High CPU usage with slightly customized ruleset + enabled network services

[mstemm]

@pgray reported high falco cpu usage with the attached falco rules file: falco_rules.yaml.zip

Compared to 0.5.0, a few rules have been disabled, a few additions to lists of programs that are expected to do things like spawn shells, etc. The big change is that all the network-related rules (XXX unexpected network inbound/outbound traffic) have been uncommented.
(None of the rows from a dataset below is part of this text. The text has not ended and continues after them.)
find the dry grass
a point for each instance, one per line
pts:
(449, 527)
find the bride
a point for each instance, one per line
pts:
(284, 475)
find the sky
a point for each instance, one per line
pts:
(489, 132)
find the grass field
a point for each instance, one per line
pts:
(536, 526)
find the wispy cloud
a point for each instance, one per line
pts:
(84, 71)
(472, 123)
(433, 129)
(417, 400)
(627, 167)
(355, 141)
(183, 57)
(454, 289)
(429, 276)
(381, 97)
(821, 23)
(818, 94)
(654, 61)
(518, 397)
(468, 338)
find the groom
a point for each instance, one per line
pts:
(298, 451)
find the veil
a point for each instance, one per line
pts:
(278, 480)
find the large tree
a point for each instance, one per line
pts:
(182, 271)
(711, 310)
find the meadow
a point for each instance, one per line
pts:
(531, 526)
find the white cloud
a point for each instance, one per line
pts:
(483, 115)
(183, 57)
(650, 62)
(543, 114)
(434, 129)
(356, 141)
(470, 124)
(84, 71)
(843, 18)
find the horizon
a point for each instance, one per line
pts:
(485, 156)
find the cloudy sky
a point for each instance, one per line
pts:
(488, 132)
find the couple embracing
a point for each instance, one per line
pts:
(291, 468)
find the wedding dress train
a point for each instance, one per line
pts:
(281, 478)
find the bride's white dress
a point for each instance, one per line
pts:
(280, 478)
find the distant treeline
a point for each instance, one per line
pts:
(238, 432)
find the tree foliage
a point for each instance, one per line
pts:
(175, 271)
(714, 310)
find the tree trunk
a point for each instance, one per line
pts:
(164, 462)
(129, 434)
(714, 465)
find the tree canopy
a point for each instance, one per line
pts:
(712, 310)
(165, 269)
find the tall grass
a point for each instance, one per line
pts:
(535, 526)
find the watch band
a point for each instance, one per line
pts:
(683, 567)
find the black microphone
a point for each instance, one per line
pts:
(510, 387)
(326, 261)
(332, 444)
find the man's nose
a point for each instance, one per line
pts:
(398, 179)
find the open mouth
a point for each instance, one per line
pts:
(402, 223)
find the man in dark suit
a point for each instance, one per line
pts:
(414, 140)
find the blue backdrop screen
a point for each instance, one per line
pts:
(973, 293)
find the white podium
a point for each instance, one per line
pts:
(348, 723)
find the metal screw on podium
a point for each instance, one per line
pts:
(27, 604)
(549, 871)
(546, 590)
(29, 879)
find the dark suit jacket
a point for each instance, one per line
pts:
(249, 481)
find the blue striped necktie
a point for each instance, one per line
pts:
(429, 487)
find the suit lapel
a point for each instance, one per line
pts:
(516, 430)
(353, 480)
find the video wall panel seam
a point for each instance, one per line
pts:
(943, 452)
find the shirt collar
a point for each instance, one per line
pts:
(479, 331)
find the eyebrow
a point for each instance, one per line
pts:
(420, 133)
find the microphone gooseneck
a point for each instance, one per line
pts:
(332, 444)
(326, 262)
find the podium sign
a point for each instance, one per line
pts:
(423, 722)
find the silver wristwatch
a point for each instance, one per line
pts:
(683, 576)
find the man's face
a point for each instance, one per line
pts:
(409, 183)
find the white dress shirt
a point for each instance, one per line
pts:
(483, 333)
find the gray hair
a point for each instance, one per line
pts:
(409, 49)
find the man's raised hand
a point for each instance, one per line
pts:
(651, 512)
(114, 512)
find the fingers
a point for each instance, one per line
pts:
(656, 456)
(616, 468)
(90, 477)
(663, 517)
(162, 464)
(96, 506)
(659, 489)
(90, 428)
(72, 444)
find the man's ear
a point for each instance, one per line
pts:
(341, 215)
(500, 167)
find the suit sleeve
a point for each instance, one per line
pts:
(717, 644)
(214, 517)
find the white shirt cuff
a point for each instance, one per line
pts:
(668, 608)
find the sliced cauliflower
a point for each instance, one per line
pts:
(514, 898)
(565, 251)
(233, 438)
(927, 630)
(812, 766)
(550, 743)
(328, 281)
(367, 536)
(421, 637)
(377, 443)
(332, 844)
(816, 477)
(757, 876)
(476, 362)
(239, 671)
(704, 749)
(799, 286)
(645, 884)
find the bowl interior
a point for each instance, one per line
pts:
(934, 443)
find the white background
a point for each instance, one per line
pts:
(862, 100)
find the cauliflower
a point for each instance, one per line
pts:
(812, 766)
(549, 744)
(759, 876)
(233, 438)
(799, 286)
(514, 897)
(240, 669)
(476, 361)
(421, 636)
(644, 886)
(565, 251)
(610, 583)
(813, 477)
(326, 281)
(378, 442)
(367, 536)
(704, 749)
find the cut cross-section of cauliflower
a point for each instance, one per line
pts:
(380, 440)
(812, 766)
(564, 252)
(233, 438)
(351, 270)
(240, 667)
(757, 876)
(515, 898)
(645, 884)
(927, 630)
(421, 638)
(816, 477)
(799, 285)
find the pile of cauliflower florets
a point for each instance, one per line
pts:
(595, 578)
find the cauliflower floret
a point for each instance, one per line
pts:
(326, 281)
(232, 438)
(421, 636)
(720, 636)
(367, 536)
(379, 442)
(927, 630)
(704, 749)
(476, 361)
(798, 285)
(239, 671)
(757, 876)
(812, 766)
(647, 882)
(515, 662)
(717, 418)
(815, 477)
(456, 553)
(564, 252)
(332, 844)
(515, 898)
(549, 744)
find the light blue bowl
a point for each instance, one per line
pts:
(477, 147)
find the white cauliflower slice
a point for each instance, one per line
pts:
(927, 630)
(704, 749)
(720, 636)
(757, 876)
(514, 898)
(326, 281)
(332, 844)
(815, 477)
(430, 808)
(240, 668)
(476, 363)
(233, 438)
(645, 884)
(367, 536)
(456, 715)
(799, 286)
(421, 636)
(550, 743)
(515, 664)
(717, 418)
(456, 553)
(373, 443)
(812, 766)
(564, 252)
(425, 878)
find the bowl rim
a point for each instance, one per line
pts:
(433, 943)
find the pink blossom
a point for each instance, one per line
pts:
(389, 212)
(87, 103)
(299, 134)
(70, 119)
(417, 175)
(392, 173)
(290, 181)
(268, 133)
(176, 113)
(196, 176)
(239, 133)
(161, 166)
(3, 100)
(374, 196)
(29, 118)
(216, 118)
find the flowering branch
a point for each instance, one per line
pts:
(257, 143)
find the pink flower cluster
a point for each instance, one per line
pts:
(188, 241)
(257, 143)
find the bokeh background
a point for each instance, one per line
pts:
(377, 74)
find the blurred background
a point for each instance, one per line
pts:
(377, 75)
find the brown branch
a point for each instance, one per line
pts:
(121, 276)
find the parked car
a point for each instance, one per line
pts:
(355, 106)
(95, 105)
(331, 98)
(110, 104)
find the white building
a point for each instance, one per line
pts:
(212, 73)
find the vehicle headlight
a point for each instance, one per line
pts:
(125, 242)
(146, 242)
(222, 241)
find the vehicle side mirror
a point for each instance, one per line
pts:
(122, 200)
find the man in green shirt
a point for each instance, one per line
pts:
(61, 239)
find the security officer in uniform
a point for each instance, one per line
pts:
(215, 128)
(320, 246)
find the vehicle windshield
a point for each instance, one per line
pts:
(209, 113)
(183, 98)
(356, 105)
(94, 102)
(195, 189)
We should double-check the network-related rules to make sure they're efficient.

[mstemm]

More details on the deployment--the falco containers are not exactly the ones we create, they are ones based on https://github.com/phusion/baseimage-docker, which swaps out debian:unstable for the phusion base image. Probably doesn't change the cpu usage, though.

[mstemm]

I tried out the attached ruleset with the workloads we use internally for performance testing, which do include cassandra, and I'm able to see a significant difference in CPU usage between this ruleset and the ruleset that comes with falco 0.5.0. I think the most likely culprit is the additional network rules. I'll do some more investigation to identify the specific rules.

[mstemm]

It seems that it's not directly related to workload, and may not be related to the network rules, either. I generated a flame graph for a falco instance that was running this ruleset:

Note that all the time is spent in compare_full_aname(), which is related to this rule:

- macro: interactive
  condition: ((proc.aname=sshd and proc.name != sshd) or proc.name=systemd-logind or proc.name=login)

- rule: root running
  desc: log all root actions
  condition: evt.type = setuid and user.name = root and proc.name != sshd and interactive
  output: "Interactive root (%user.name %proc.name %evt.dir %evt.type %evt.args %fd.name)"
  priority: WARNING

This rule is disabled in the 0.5.0 ruleset. I can see that proc.aname could potentially be expensive, as it has to walk the entire process heirarchy. However, if I start a second falco instance with the same ruleset the cpu usage is much lower and the flame graph looks very different:

I checked the size of both instance's thread tables and they were about the same size (~1900 threads), so it's not a matter of dropped procexit() events causing one instance to have a much larger set of threads to work through than the other.

I'll try to look at the contents of both hash tables to see if one of them is becoming degenerate with unbalanced buckets.

[mstemm]

It's actually an infinite loop in sinsp_filter_check_thread::compare_full_aname:

        // No id specified, search in all of the ancestors
        //
        for(j = 0; mt != NULL; mt = mt->get_parent_thread(), j++)
        {
                if(j > 0)
                {
                        res = flt_compare(m_cmpop,
                                PT_CHARBUF,
                                (void*)mt->m_comm.c_str());

                        if(res == true)
                        {
                                return true;
                        }
                }
        }

The process state is malformed with a cycle between 4 processes: 21394 (cut) -> 21389 (mongostats2stat) -> 21421 (mongostats2stat) -> 21400 (sh) -> 21394 (cut, beginning of list)

None of those processes actually exist any longer, which explains why a second falco instance doesn't have the same cpu usage. I suspect this is related to dropped events + stale thread state + pid recycling.

[mstemm]

FYI, here's a trace file that can be used to reproduce the problem: parent_state_loop.zip

It was created by changing the scap file writer to modify the parent process of a given process to one of its children.

[mstemm]

This was fixed in https://github.com/draios/sysdig/pull/753.

[pgray]

@mstemm awesome! Great to hear. Sorry I've been MIA. Will pull down the new version and try it out.

[mstemm]

We don't have a new release yet, but that's coming soon. In the meantime, you can try one of the daily dev builds.